Given a non-empty string s, at most one character is deleted. Determines whether it can become a palindrome string.

  • Example 1:

Input: s = “ABA” output: true

  • Example 2:

Input: s = “abca” Output: true Explanation: You can remove the C character.

  • Example 3:

Input: s = “ABC” Output: false

Their thinking

For judging palindrome strings, we can define the left and right Pointers, which initially point to the first and last character of the string respectively, and judge whether the left and right Pointers point to the same character each time. If not, it is not a palindrome string. If they are the same, move the left and right Pointers one bit to the middle until the left and right Pointers meet, and the string is a palindrome string.

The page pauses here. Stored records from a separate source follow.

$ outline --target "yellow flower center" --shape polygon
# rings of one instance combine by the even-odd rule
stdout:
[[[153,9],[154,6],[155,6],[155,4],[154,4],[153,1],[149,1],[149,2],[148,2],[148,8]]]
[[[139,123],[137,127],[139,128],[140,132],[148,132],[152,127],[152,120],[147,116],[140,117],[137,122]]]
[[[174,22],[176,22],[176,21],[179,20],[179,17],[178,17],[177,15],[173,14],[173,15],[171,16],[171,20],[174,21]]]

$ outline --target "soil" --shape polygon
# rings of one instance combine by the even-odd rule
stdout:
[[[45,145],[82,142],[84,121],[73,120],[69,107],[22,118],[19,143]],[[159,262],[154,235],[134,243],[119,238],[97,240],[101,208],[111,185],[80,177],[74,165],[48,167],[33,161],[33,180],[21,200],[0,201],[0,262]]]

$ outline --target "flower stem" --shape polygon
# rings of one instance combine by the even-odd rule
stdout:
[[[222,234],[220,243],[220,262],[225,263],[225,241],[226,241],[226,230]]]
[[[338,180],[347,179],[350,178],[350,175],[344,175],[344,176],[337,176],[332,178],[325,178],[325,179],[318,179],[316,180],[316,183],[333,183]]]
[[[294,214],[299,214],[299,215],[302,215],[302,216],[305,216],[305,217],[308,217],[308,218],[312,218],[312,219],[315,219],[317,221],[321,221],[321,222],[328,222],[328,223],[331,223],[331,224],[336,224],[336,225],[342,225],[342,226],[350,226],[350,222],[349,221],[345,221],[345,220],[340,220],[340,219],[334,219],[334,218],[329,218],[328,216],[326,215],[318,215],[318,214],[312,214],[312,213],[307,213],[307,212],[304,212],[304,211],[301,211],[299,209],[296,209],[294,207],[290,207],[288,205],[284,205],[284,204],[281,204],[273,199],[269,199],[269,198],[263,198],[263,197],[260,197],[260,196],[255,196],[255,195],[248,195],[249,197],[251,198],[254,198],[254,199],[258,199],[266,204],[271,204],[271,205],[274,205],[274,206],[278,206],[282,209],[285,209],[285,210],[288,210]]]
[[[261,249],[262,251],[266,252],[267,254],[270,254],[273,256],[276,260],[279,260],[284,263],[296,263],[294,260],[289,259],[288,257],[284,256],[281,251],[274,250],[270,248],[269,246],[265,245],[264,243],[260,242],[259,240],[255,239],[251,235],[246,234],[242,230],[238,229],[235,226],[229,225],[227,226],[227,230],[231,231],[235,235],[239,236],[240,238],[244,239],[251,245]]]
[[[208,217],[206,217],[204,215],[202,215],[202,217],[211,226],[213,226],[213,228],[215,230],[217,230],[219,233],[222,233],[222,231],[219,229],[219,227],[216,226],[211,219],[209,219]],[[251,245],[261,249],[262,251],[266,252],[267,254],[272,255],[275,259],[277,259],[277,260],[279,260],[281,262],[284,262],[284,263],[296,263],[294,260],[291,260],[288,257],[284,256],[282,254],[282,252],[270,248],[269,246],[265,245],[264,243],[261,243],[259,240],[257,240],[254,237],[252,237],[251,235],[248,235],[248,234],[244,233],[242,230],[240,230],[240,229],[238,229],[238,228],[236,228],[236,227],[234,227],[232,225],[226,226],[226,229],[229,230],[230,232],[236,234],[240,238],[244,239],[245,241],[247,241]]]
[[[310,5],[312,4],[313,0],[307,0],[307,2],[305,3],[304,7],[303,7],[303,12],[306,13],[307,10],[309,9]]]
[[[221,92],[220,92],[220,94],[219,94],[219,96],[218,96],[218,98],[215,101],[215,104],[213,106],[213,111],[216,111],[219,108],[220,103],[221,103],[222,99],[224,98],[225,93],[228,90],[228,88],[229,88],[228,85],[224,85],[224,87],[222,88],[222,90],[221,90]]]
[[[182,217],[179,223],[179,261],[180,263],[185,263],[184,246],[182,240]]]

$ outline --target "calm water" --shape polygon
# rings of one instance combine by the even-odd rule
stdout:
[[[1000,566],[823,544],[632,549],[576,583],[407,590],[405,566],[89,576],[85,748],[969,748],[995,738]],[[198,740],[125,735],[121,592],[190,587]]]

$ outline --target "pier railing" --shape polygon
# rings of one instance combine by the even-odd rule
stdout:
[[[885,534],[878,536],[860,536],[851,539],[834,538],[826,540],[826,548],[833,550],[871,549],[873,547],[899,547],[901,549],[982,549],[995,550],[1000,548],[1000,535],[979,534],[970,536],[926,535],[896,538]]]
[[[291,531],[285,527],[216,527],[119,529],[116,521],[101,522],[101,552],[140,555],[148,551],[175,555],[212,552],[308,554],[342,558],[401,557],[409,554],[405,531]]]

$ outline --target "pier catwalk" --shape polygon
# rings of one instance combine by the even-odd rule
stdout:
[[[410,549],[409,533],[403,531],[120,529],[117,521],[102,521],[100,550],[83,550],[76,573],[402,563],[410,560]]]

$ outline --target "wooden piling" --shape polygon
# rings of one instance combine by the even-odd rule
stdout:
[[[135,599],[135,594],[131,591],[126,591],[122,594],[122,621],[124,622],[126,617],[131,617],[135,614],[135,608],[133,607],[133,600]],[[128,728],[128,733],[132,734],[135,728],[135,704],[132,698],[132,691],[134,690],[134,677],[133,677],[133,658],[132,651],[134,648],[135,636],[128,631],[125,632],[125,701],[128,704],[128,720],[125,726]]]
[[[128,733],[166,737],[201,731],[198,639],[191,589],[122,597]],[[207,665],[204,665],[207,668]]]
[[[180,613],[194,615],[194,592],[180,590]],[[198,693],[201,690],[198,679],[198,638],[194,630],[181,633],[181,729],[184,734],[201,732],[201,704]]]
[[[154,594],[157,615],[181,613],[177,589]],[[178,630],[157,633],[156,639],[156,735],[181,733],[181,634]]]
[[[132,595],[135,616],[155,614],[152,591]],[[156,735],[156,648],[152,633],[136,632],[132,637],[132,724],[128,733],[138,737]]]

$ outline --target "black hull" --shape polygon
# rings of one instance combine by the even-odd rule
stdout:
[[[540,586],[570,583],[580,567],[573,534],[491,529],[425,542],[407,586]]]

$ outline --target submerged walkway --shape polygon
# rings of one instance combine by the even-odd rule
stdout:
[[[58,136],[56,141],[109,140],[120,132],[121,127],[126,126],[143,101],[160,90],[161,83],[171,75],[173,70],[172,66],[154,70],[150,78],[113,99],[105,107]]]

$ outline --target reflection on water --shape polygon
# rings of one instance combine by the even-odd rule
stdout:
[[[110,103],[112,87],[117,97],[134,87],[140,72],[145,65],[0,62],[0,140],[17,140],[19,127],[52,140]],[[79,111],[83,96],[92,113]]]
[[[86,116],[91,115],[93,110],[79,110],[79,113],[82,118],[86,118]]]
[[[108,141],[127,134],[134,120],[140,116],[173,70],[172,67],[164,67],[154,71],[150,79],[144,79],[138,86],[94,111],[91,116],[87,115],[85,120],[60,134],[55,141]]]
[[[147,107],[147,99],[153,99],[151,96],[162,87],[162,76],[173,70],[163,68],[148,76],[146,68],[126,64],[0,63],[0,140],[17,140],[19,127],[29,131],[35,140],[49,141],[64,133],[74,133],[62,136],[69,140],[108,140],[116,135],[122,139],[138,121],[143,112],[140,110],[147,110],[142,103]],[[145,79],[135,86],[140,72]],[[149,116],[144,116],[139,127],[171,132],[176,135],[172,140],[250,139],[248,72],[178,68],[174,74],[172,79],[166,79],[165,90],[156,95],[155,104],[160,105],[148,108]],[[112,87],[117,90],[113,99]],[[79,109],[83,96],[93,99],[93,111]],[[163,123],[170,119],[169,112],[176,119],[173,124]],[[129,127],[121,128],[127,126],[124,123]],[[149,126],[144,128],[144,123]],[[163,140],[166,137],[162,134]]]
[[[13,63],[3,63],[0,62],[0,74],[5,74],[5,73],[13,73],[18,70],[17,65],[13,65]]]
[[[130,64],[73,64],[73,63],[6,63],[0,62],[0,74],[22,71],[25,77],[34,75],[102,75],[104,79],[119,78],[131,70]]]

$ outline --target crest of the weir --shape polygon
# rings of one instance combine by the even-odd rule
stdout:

In this problem, according to this idea, when we encounter two characters that do not match, we can try to delete both characters once and traverse the remaining string to see if it can form a palindrome string. If it still fails, it means that deleting a character does not make the string become a palindrome

code

class Solution {
    public boolean validPalindrome(String s) {

        int l=0,n=s.length(),r=n-1;
        while(l<r)
        {
            if(s.charAt(l)! =s.charAt(r)) {return toVlidPalindrome(s,l+1,r)||toVlidPalindrome(s,l,r-1);

            }
                r--;
                l++;
        }
        return true;
    }
    public boolean toVlidPalindrome(String s,int l,int r) {
        while(l<r)
        {
            if(s.charAt(l)! =s.charAt(r))return false;
            l++;
            r--;
        }
        return true; }}Copy the code

Time complexity: O(n), where n is the length of the string. The time complexity to determine whether the entire string is a palindrome string is O(n), and the time complexity to determine whether two substrings are palindrome strings when different characters are encountered is also O(n).

Space complexity: O(1). Only a limited amount of constant space needs to be maintained.